Mit einer Umschlagzeichnung und einem Frontispiz von Wilfried Fitzenreiter.
156 Seiten, gebunden (Pappband mit Fadenheftung und Schutzumschlag), 17,00 Euro.
ISBN 978 3 93110905 9

Der Leser möge Titel und Untertitel wörtlich nehmen: Roman weist hin auf das kunstvolle Erzählen der Wirklichkeit, der eigenen und der überlieferten; auf das literarische Erinnern. Auflösung meint zunächst die Wohnungsauflösung (im Ost-Berliner Stadtbezirk Köpenick) nach dem Tod der Mutter der Erzählerin — Anlass, sich auseinanderzusetzen mit Intimem, Zeitgeschichte und Mythos gewordener Vorgeschichte, die sich gleichsam in den Zimmern des baufälligen Hauses, an Möbeln, Alltagsgegenständen, in Büchern und Bildern niedergeschlagen hat.

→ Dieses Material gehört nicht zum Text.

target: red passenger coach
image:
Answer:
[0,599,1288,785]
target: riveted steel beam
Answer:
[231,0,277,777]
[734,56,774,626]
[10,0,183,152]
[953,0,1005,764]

Ich hatte Wegwerfen immer für einen Akt der Freiheit gehalten. Als ich in den Heizungskeller stieg, um die Stöße von Briefen zu verbrennen, die ich in ihren Schränken gefunden hatte und von denen ich nur einen geringen Teil behalten konnte, wartete ich auf ein Gefühl der Erleichterung. Es mußte doch eine Art Freude nach dem Abwerfen all dieses Ballasts eintreten, irgendeine Zufriedenheit. War es nicht eine Art Brandopfer?
Ich verbrannte die Lebenszeichen der Überlebenden, zerknüllte die Signale der Gebliebenen und der Gegangenen, ich äscherte Ansichten aus Thüringen, Mecklenburg, Sachsen ein, las noch einmal die rarer werdenden Grüße aus der weiten Welt hinter der Mauer, dreiundvierzig Jahre in einer Berliner Wohnung …

Christine Wolter, geboren am 30. März 1939 in Königsberg, aufgewachsen seit 1950 in Berlin Ost, lebt seit 1978 in Mailand und jetzt auch wieder in Berlin. Erzählerin, Übersetzerin (u. a. Leonardo Sciascia, Alberto Savinio) und Herausgeberin (u. a. Lyrik von Giuseppe Ungaretti). Mitarbeiterin der Neuen Zürcher Zeitung. Eigene literarische Arbeiten seit den 1970er Jahren. Zum DDR-„Kultbuch“ wurde der Roman Die Alleinseglerin (1982 bei Aufbau) — vordergründig (und so von der DEFA verfilmt) eine ironische Fabel aus dem DDR-Alltag, vielmehr jedoch ein Bekenntnis gegen jeden Dogmatismus.